As a behavior analyst, parents and caregivers commonly ask me how they can help teach their child skills they think are important. Parents and caregivers often are also concerned that they don’t have the time in their schedule to work with their child 1 on 1 like professionals do. The good news that I tell parents and caregivers is that they don’t need to-there are many ways to teach skills throughout the day. Better yet, these methods don’t require extra materials and are backed by science. This approach to teaching is called natural environment teaching

Natural environment teaching is an approach to teaching that uses items in a child’s natural environment to help them learn. Instead of requiring special materials, common items can be used. For instance, a trip to the supermarket can be a great learning opportunity to practice colors, numbers, letters, and other important skills. Asking your child to “grab the red bag” instead of simply pointing to it can help work on colors. Having your child practice left and right while walking through (“okay, let’s turn left”) the store is also a great way to work on skills. More advanced concepts can also be taught. For example, asking a child to “grab the cereal that costs the least” can be used to teach relations of more/less. Other examples of skills that could just be worked on during a trip to the store include:

  • Practicing listening to safety directives (stop, wait, go)
  • Counting out money when paying for items
  • Following a list of items
  • Making choices (what chips do you want?)
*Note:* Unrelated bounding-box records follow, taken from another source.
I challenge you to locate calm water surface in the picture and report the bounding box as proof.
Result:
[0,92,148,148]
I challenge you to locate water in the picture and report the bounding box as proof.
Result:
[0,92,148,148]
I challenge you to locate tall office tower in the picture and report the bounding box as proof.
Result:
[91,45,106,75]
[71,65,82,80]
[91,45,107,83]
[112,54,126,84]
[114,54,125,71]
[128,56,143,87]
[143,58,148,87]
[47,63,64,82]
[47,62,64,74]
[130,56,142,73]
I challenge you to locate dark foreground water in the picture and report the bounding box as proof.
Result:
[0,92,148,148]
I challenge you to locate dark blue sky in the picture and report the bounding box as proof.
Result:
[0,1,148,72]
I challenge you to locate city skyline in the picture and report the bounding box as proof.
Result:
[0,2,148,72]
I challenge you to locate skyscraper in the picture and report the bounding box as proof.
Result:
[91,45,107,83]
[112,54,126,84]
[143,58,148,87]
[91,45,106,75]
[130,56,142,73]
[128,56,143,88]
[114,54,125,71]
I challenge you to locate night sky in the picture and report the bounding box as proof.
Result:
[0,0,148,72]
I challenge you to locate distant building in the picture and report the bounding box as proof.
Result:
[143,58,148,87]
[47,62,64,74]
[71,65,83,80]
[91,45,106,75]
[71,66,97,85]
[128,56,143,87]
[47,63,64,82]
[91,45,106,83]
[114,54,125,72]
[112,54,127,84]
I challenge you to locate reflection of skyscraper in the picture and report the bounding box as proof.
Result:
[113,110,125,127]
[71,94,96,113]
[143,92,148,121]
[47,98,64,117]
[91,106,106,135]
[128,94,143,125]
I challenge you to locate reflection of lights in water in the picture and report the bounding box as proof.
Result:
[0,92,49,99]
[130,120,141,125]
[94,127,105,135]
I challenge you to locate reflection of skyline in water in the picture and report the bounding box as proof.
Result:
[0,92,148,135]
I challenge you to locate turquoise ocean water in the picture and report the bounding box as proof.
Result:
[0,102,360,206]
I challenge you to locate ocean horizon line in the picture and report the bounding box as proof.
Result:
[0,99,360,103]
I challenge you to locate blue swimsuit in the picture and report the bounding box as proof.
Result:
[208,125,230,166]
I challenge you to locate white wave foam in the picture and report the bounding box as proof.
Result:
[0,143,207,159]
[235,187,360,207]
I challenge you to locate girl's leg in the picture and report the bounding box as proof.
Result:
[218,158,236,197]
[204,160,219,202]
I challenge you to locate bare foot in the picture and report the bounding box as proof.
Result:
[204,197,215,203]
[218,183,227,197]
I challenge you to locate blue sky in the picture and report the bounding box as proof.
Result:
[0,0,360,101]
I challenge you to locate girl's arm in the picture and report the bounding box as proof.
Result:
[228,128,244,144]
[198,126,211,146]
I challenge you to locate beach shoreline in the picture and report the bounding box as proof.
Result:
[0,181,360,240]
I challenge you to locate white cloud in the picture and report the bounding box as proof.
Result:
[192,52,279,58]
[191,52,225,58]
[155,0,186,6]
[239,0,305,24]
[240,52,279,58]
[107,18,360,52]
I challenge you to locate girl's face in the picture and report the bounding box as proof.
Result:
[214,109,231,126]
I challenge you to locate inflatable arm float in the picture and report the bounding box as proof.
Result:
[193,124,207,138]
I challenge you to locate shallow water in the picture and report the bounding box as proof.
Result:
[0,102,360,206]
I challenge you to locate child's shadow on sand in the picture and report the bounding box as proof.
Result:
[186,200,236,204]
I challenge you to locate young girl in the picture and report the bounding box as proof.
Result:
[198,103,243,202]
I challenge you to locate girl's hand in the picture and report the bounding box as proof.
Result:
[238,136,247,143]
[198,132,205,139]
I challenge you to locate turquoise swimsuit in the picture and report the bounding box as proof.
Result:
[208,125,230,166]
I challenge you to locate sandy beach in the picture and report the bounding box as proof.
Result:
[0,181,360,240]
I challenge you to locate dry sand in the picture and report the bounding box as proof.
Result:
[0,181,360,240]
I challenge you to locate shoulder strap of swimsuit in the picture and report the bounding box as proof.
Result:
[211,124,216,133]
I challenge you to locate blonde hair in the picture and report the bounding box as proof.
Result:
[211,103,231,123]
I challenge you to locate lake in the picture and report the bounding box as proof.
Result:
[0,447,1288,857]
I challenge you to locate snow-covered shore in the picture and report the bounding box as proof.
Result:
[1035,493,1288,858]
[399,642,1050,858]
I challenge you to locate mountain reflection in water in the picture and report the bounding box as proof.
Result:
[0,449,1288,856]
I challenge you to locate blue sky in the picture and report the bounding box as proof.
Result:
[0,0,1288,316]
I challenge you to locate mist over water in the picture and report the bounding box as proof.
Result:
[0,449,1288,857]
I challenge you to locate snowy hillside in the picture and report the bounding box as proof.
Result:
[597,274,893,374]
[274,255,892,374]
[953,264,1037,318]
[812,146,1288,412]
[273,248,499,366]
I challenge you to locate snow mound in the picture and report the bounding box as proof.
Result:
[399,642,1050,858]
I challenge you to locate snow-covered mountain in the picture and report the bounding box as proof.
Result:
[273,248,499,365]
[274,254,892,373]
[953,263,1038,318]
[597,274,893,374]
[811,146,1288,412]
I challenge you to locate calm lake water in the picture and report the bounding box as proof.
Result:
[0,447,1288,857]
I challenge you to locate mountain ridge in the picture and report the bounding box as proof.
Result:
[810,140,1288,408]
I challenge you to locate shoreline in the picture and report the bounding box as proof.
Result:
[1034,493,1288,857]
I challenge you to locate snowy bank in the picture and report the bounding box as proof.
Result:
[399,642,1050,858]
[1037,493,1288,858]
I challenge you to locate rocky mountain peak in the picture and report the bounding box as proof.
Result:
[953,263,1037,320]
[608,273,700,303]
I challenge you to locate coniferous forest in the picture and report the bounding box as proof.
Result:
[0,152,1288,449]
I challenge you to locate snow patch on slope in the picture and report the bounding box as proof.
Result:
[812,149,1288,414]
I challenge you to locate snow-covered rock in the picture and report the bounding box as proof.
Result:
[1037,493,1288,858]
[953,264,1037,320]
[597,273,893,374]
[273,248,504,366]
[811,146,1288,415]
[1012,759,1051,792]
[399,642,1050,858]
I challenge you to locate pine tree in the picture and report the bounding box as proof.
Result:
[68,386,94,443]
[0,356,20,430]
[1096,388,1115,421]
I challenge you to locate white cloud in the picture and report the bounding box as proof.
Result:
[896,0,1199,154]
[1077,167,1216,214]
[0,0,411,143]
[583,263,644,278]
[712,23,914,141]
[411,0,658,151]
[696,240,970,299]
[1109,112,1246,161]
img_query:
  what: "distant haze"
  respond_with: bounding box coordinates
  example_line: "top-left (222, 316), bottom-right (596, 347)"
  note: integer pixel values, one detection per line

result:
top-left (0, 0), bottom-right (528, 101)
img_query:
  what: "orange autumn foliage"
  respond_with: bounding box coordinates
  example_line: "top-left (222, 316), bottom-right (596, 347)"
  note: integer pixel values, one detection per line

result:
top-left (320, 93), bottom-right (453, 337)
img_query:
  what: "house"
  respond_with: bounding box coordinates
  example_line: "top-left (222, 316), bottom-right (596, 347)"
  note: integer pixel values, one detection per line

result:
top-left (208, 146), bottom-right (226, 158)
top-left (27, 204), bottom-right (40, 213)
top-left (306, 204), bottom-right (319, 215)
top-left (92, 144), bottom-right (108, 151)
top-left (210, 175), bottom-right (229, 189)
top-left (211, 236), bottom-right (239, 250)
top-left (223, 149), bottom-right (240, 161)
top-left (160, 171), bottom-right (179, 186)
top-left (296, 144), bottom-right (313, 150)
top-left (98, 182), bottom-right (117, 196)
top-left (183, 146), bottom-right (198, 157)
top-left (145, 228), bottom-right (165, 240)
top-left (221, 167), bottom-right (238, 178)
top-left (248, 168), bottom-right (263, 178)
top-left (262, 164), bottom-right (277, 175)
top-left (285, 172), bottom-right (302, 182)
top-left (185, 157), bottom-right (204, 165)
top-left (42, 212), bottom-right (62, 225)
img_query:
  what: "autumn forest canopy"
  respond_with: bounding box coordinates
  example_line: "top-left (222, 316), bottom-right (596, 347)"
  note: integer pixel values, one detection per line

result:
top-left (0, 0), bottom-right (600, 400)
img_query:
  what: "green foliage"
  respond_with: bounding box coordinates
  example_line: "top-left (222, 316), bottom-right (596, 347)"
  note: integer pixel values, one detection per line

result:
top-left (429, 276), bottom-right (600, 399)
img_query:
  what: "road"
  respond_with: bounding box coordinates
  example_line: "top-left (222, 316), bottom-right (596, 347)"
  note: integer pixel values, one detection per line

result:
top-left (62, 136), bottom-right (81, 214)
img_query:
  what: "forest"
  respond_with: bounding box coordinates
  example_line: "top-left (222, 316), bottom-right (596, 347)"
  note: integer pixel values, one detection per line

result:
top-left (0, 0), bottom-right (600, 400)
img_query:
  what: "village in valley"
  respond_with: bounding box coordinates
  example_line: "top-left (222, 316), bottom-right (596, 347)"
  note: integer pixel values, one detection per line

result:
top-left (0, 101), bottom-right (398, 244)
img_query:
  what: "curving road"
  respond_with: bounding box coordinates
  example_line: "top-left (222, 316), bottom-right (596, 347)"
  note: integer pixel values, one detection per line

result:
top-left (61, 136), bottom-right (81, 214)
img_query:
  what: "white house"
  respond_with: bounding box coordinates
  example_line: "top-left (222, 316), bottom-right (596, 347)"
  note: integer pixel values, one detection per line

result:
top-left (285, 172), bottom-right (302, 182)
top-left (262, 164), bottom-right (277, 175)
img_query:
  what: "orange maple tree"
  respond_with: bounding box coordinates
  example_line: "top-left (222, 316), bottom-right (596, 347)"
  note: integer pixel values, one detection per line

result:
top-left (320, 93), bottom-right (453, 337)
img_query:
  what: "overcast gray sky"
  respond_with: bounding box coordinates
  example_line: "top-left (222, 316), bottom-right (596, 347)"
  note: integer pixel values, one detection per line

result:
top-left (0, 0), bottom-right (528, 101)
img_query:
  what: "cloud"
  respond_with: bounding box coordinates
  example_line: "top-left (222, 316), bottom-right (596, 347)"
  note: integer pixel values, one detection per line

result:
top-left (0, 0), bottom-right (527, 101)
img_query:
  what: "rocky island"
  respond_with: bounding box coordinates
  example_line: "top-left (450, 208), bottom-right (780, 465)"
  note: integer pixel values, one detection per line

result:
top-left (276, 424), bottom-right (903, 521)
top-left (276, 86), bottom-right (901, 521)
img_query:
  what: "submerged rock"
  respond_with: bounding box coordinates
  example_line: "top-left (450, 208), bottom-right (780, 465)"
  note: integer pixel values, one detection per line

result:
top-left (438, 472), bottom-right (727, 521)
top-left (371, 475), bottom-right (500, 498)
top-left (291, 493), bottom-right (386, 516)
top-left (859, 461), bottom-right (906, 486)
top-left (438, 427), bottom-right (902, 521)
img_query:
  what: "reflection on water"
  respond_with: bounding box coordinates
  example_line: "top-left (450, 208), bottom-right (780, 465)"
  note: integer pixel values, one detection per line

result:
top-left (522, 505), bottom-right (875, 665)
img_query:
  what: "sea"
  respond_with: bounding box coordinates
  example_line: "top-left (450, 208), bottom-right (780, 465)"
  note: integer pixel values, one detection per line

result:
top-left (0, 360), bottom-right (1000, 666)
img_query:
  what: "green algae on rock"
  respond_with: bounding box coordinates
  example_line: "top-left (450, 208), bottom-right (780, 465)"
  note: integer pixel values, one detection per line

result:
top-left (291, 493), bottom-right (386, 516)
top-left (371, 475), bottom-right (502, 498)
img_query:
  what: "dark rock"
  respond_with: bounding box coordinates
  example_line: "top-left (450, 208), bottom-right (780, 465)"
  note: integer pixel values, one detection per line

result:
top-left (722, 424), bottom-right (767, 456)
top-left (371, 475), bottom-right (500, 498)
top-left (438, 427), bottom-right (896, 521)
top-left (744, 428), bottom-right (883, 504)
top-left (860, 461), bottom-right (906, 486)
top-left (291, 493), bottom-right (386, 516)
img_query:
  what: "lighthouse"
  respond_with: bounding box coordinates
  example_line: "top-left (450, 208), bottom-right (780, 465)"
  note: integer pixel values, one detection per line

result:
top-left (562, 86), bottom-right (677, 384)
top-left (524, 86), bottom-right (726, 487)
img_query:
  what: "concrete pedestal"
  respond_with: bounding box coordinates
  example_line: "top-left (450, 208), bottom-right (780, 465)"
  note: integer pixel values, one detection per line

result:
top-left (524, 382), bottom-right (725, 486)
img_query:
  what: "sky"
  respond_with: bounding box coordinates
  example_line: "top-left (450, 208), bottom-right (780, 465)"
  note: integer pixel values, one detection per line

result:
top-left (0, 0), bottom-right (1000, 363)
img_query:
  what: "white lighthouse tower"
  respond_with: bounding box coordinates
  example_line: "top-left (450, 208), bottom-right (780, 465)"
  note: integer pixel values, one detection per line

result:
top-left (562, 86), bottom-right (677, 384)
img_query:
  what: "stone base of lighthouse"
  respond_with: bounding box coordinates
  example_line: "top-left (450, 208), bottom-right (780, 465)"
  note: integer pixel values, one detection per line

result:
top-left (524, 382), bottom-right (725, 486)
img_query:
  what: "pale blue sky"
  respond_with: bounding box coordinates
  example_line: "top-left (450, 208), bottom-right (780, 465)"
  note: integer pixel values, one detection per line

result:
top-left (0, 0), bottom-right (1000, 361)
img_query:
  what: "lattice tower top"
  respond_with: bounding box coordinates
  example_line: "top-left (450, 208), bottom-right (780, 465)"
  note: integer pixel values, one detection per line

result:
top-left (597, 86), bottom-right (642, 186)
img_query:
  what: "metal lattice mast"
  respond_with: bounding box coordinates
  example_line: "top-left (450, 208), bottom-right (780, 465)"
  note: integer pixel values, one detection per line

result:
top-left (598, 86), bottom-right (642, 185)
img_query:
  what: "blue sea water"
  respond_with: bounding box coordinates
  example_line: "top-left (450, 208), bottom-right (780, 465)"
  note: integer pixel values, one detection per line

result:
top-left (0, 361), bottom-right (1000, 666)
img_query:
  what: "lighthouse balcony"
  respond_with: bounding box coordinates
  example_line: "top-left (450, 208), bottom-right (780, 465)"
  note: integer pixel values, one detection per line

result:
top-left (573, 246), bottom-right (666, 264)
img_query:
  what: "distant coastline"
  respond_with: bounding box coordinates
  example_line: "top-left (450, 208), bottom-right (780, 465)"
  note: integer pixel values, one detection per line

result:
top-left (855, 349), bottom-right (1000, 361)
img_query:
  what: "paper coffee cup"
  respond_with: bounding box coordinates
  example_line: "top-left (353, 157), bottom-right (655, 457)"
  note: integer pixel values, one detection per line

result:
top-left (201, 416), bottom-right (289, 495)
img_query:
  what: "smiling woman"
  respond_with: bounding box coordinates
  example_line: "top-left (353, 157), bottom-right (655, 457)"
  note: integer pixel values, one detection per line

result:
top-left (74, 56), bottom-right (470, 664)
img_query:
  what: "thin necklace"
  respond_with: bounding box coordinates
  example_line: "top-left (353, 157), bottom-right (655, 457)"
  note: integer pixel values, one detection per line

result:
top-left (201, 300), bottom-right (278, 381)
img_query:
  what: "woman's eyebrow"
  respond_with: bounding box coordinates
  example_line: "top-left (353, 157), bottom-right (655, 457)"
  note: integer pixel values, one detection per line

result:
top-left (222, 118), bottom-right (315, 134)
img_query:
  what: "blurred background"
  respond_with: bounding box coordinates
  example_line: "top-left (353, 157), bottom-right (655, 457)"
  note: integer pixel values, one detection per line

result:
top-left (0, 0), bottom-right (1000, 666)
Teaching moments can also be created for children with limited language. Instead of asking your child “what color is the bag?”, parents or caregivers could present to jars of different colors and ask, “which bag is blue?” to practice these skills. No matter how skills are practiced, one of the most important things to use when teaching is positive reinforcement. When you practice something with your child and they answer correctly, make sure to provide praise to help them really know they did it right (“That’s right, that is a blue bag! Great job!). If they do not respond correctly, you can show them the right answer and let them try again. Be sure to use positive reinforcement when the correct answer is given! Natural environment teaching can be used in the community, homes, and other places as well.